Very Sick and Nearly Dead

When caring for patients on an inpatient basis — that is, patients who are admitted to the hospital as opposed to seeing patients in clinic — there are many moments when you must have crucial conversations. For the most part, medical students are shielded from needing to carry out these conversations. As a medical student, I may have asked patients on admission about their code status. However, I never wrote orders based on my conversations. And if a patient stated that they did not want to be resuscitated in the event that their heart stopped or they could not breathe on their own, I always told the intern or resident so that they could confirm and document the conversation. I think it’s appropriate to allow students to begin asking these types of questions; I also think it’s appropriate (and legal) to have residents/interns confirm and do their own asking when a medical student initiates discussion of these topics.

There are other conversations that, unfortunately, become more familiar as one gets accustomed to inpatient medicine. The conversation with patients and families regarding goals of care is probably as heavy as it gets. At times, this conversation spans days. When taking care of patients who are all-of-a-sudden critically ill, it is often extremely difficult for this conversation to take place and families often need to be walked through the reality of the situation and the grim prognosis. Even with patients who are chronically ill, these conversations may take time.

One of the key pieces of information during these conversations is the severity of the condition and the prognosis. In my short experience I have found that patients and families react differently. Some will cling to your every word, writing down the way you say things and even making sure to write down your name. Others listen with a blank stare; they make you wonder if the are even listening. It is both the honor and the burden of the physician to accurately and effectively convey this information.

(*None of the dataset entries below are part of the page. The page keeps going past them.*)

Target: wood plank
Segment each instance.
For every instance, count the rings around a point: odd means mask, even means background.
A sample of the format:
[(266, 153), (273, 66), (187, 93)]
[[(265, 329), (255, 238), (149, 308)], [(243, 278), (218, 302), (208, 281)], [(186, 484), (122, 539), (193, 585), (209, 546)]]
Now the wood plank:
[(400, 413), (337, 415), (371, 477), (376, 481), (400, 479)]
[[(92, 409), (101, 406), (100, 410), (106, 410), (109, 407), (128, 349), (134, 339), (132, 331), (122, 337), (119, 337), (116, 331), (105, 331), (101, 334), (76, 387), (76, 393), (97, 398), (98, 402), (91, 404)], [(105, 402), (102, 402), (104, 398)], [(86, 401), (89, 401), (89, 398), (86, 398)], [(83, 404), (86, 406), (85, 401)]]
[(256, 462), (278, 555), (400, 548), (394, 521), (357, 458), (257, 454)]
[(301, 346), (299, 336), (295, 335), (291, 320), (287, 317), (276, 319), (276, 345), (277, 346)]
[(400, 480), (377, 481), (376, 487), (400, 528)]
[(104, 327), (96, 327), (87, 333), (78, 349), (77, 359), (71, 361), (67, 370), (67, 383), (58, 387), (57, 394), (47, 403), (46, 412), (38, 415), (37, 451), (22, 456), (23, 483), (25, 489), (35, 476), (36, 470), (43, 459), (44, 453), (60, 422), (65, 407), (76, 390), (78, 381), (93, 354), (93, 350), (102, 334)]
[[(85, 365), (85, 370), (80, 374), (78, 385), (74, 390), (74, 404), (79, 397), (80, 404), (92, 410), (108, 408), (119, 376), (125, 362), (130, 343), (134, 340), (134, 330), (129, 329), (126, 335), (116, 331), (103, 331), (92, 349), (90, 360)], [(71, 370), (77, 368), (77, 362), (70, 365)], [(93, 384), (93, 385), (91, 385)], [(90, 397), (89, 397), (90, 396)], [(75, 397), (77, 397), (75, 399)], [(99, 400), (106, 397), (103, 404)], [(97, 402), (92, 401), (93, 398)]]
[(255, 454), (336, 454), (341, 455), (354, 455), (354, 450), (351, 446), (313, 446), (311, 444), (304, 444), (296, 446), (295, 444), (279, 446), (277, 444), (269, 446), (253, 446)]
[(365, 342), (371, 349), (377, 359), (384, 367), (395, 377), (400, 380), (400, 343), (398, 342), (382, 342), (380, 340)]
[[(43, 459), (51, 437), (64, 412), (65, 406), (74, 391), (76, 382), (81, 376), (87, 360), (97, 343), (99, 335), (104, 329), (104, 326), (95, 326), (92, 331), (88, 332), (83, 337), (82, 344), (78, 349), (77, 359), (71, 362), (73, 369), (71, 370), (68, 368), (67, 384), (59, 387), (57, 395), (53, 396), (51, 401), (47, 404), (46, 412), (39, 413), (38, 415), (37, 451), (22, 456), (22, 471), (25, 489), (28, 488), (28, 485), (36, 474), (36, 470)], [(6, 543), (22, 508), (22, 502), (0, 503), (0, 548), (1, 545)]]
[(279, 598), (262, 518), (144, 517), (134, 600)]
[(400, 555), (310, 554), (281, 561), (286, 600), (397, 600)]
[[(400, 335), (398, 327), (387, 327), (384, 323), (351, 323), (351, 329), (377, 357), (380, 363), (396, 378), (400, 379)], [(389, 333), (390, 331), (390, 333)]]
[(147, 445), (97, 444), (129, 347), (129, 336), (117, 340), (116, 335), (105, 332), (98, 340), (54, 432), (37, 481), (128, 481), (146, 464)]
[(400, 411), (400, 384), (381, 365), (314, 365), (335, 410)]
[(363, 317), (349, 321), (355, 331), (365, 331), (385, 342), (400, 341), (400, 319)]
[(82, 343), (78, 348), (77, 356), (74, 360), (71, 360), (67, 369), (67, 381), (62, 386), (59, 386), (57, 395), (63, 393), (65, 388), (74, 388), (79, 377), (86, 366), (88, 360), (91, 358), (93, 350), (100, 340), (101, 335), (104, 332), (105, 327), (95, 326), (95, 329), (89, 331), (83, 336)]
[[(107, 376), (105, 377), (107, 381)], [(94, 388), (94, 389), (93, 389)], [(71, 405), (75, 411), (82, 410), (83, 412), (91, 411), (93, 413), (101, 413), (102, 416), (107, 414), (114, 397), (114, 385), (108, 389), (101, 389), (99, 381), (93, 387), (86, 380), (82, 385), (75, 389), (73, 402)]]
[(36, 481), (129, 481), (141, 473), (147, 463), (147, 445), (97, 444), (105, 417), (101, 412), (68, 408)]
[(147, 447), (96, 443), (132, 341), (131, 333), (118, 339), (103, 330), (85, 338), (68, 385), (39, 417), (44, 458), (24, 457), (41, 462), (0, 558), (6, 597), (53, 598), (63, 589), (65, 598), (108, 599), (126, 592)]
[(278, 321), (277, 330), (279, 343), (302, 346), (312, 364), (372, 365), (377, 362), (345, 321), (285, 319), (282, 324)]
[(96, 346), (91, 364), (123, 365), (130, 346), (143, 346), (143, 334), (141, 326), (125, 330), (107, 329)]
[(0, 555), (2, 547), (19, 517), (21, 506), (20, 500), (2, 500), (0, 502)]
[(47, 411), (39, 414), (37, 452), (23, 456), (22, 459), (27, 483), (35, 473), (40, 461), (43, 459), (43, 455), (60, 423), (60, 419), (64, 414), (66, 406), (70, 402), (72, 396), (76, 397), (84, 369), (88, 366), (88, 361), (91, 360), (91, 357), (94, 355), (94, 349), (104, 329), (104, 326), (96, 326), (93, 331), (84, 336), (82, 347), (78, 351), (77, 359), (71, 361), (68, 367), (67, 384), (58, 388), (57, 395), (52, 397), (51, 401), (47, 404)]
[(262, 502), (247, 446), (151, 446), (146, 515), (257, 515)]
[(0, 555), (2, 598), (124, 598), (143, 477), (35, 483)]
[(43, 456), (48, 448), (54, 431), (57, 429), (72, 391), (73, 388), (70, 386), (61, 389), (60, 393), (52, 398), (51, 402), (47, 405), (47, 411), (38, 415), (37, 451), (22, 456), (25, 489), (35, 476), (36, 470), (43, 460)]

Unforunately, it isn’t always a burden we carry well. Too often, I hear doctors (myself included) described the state of a patient as “very sick.” I don’t know if there is a good answer to why we, as a profession, do this. Perhaps it is easier to say someone is “very sick” rather than that they “are dying.” Perhaps some of us view death as the doctor’s ultimate defeat — something that we sometimes refuse to admit. Perhaps we have our own personal issues with death and dying (consciously or sub-consciously) and treating a dying patient forces us to confront, or at least acknowledge these issues (consciously or sub-consciously). Regardless of the “why,” I think we ought to do a better job of communicating to families and patients.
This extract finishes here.